Die Applikation läuft auf einem 64bit Ubuntu Server. Weiß jemand, was ich noch probieren könnte? Bei Bedarf kann ich natürlich den entsprechenden Code posten.


----------



## mrBrown (20. Jun 2017)

Du solltest mal nen Profiler anwerfen, mehr als "irgendwas verbraucht zu viel Speicher" kann man sonst nicht sagen 

Ob irgendeine Klasse komplex ist, sagt über den Speicherverbrauch nicht viel aus - klingt aber sehr danach, dass sie aufgeteilt werden sollte


----------



## VfL_Freak (20. Jun 2017)

Moin,
und google mal nach dem Stichwort "Speicherleck"!

Idee: möglicherweise wird irgendein Objekt nicht (richtig) geschlossen und dadurch Speicher nicht freigegeben.
Hast Du viele _new's_ im Code?

Aber wie @mrBrown schon schrieb: nimm' eine Profiler.
In der Java-Installation gibt es einige kostenfreie: jconsole, jvisualvm, jmc 

VG Klaus


----------



## at0m (21. Jun 2017)

Vielen Dank für die Antworten!
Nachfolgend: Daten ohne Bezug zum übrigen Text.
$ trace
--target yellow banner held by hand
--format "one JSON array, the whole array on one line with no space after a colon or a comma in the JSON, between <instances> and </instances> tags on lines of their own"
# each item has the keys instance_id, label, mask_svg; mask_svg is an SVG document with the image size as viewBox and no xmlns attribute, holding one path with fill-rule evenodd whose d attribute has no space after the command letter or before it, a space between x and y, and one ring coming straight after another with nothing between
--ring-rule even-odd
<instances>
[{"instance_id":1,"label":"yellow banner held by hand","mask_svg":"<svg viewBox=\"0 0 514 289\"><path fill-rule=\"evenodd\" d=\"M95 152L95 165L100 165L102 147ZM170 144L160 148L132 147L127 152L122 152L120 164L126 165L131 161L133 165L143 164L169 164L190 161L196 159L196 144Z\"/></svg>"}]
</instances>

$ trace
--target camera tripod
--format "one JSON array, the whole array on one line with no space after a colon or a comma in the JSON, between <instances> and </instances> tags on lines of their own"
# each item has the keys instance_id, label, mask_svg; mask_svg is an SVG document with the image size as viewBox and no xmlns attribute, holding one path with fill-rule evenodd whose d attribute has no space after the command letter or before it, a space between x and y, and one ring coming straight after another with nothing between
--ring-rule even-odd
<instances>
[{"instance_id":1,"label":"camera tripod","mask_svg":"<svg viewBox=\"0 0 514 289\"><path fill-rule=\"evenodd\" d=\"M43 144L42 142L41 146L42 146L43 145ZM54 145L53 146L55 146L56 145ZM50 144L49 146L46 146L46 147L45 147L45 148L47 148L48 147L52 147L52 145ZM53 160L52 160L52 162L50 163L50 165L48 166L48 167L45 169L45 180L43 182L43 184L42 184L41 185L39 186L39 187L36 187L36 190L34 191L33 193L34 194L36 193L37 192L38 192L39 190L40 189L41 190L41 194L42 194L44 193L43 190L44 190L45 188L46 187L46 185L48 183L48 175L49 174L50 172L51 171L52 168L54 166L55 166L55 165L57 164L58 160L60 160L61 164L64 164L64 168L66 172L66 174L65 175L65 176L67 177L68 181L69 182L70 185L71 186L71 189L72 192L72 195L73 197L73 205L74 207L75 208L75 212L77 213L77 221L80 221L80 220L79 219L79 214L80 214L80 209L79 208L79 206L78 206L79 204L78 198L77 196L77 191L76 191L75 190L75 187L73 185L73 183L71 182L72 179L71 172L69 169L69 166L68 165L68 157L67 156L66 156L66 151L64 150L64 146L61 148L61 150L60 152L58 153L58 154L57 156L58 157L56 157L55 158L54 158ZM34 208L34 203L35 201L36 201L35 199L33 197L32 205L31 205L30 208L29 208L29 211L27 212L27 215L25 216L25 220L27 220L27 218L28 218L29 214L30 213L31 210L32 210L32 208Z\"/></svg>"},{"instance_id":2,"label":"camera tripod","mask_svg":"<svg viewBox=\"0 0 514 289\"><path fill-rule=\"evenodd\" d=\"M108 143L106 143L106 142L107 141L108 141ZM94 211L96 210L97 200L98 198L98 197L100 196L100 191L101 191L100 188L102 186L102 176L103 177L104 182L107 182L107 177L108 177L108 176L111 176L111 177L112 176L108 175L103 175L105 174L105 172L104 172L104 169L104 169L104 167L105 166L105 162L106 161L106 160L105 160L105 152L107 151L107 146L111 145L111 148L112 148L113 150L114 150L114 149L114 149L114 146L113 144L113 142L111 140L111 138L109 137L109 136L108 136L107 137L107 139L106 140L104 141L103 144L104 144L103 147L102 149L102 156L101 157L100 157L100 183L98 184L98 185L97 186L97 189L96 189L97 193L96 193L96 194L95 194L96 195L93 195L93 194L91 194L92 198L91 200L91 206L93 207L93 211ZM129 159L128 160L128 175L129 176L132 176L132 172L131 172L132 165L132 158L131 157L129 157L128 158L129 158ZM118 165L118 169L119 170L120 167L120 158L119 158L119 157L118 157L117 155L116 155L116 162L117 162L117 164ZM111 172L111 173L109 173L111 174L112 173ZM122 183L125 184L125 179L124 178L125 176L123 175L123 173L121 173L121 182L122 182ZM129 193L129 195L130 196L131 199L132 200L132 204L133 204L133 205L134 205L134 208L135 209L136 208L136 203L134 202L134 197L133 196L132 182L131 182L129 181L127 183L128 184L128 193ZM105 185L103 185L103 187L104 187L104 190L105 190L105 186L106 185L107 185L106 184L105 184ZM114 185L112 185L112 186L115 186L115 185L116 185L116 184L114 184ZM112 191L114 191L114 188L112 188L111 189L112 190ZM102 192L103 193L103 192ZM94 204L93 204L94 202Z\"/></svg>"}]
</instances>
Ich bin noch nicht all zu lange dabei, was Java EE betrifft.

Habe mal jconsole laufen lassen. Sieht wie folgt aus:







Am letzten Peak, innerhalb des Heap-Diagramms, erhalte ich die genannte Fehlermeldung. Ich sehe zwar, an welcher Stelle, innerhalb des Programmablaufs, der Heap voll läuft aber ich erkenne noch nicht genau welche Ursache das hat bzw. welches Objekt diesen Fehler genau verursacht oder?


----------



## mrBrown (21. Jun 2017)

Mehr als 470Mb Speicher kannst du dem Programm schon zuweisen, das ist nicht sonderlich viel...

Du kannst dir aber sicherlich auch irgendwie die Anzahl der Objekte anzeigen lassen, das ist das interessantere


----------



## Thallius (21. Jun 2017)

Also ich finde 470MB schon verdammt viel. Den Speicher hochzuschrauben kann nicht Sinn der Sache sein. Wenn dann muss er auch wissen was da soviel Speicher verbraucht und entsprechend entscheiden ob das nun abänderbar ist oder nicht. Früher hat man ganze Firmendatenbanken in 5MB bekommen.

Gruß

Claus


----------



## VfL_Freak (21. Jun 2017)

Moin,
man sollte aber bedenken, dass da aber IMHO der Speicherverbrauch der JVM mit drin ist.

Aber, wie @mrBrown schon schrieb:


mrBrown hat gesagt.:


> die Anzahl der Objekte anzeigen lassen


Wie gesagt, vermutlich wird irgendwo irgendwas nicht wieder geschlossen ....
VG Klaus


----------



## at0m (21. Jun 2017)

Vielen Dank! Ich versuche mich hier mal etwas durchzuwühlen, inkl. Refactoring und melde mich dann noch mal bei Bedarf.


----------